#8626 closed Uncategorized (wontfix)
Translations from "en_US" locale being used even though request.LANGUAGE_CODE is "en"
Reported by: | francisoreilly | Owned by: | nobody |
---|---|---|---|
Component: | Internationalization | Version: | dev |
Severity: | Normal | Keywords: | locale language en-us en-US |
Cc: | Triage Stage: | Accepted | |
Has patch: | yes | Needs documentation: | no |
Needs tests: | no | Patch needs improvement: | yes |
Easy pickings: | no | UI/UX: | no |
Description
I've got a situation where even though the template has request.LANGUAGE_CODE=="en", the "en_US" translations are being rendered instead of the "en" translations. Furthermore, if request.LANGUAGE_CODE=="en-gb", the "en_GB" translation is being pulled back, correctly. In summary:
- if LANGUAGE_CODE=="en" -> pulls back "en_US" translations (incorrect)

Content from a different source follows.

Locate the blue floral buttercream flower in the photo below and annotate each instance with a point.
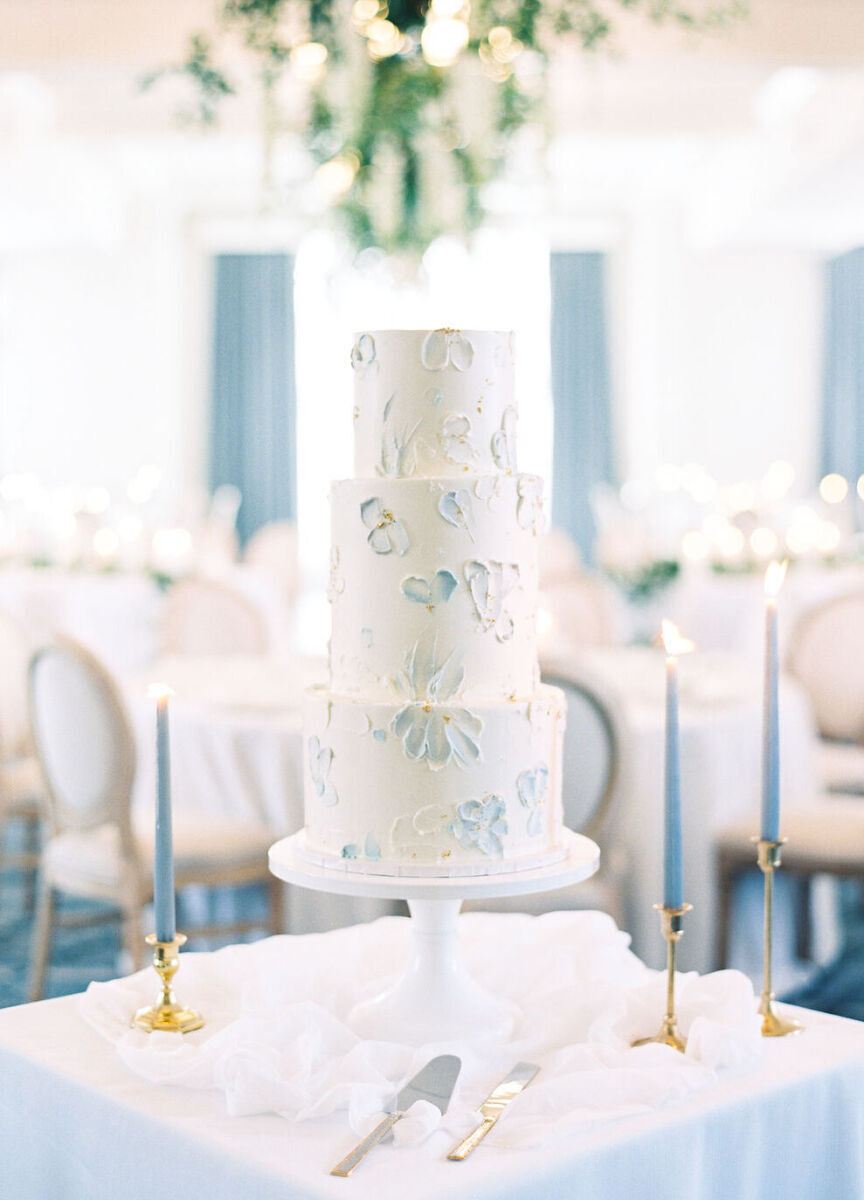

- if LANGUAGE_CODE=="en-gb" -> pulls back "en_GB" translations (expected result)
- if LANGUAGE_CODE=="en-us" -> pulls back "en_US" translations (expected result)
To demonstrate the problem I put together and attached a tar.gz of a simple project directory:
- A homepage that has a dropdown control for selecting/setting the user's chosen language, choices are "en", "en-gb" and "en-us". The form sets the request.LANGUAGE_CODE via the set-language view (django.conf.urls.i18n). urls.py is setup to activate the set-language view when user clicks Submit. The homepage itself lives at /index.html/
- Three locale translations corresponding, i.e. "en", "en_GB" and "en_US" in the locale subdir. I've localized the text "Homepage" with different text strings for each of the three locales. django.po
- A settings.py which specifies the three LANGUAGES, a LANGUAGE_CODE of "en". It also pulls in the LocaleMiddleware as is necessary for locale translations.
I think the other settings/files included are not relevant to the problem (e.g. the sqlite_db database file, etc), they're only included to form a runnable project.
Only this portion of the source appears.